I know that our opinion leaders feel that our area is over burdened by such populations. The same is true of every community in the city that I have lived in, including the Upper East Side and the Upper West Side. Yet these folks, the homeless, released mental patients, released offenders, our fellow citizens, need safe sanitary places to live where they will feel welcome.

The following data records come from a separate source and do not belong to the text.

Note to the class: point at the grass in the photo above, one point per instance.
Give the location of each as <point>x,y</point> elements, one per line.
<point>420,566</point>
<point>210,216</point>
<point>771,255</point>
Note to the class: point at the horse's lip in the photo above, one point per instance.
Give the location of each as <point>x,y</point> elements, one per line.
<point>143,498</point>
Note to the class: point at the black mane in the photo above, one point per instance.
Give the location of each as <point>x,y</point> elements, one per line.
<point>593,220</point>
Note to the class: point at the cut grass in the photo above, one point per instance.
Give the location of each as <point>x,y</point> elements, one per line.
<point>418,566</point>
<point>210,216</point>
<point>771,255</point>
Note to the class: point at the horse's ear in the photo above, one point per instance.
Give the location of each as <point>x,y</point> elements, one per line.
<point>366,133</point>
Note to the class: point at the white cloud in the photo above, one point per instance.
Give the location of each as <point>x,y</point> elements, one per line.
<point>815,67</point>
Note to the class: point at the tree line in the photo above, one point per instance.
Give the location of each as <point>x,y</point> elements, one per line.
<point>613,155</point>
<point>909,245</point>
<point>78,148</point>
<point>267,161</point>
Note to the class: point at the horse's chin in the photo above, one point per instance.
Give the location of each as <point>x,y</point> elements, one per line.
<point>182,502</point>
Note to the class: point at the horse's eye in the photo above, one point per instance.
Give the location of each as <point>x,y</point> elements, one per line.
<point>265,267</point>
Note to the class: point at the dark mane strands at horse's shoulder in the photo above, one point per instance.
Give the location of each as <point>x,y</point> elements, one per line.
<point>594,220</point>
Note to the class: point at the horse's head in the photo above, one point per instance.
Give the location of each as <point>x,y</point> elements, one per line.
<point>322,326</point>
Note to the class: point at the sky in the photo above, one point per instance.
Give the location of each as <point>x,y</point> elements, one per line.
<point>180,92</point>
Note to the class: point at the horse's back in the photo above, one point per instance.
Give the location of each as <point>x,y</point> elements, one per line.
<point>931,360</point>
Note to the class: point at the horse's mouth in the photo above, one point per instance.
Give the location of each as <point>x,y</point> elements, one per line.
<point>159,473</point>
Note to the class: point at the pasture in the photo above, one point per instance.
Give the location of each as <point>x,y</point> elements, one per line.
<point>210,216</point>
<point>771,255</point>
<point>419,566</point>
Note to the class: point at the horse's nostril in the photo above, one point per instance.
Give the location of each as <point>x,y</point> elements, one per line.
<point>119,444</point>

Individual communities cannot have a veto power over the placement of problem populations, since the negativity is virtually universal. There needs to be a city-wide “fair share” formula allocating such populations among communities based on population, land area and space availability.  “Fair Share” legislation should be introduced into our legislatures, state and city, and then professionals should map the city on the basis of the factors listed above.  It will be a difficult and contentious process, but each of us shares a common humanity with the least fortunate among us, and every community needs to assume its fair share of what is seen, rightly or wrongly, as a burden.

David Kornbluh

David Kornbluh is an urbanist, a member of Community Board 8 and of the Steering Committee of Concerned Citizens for Change.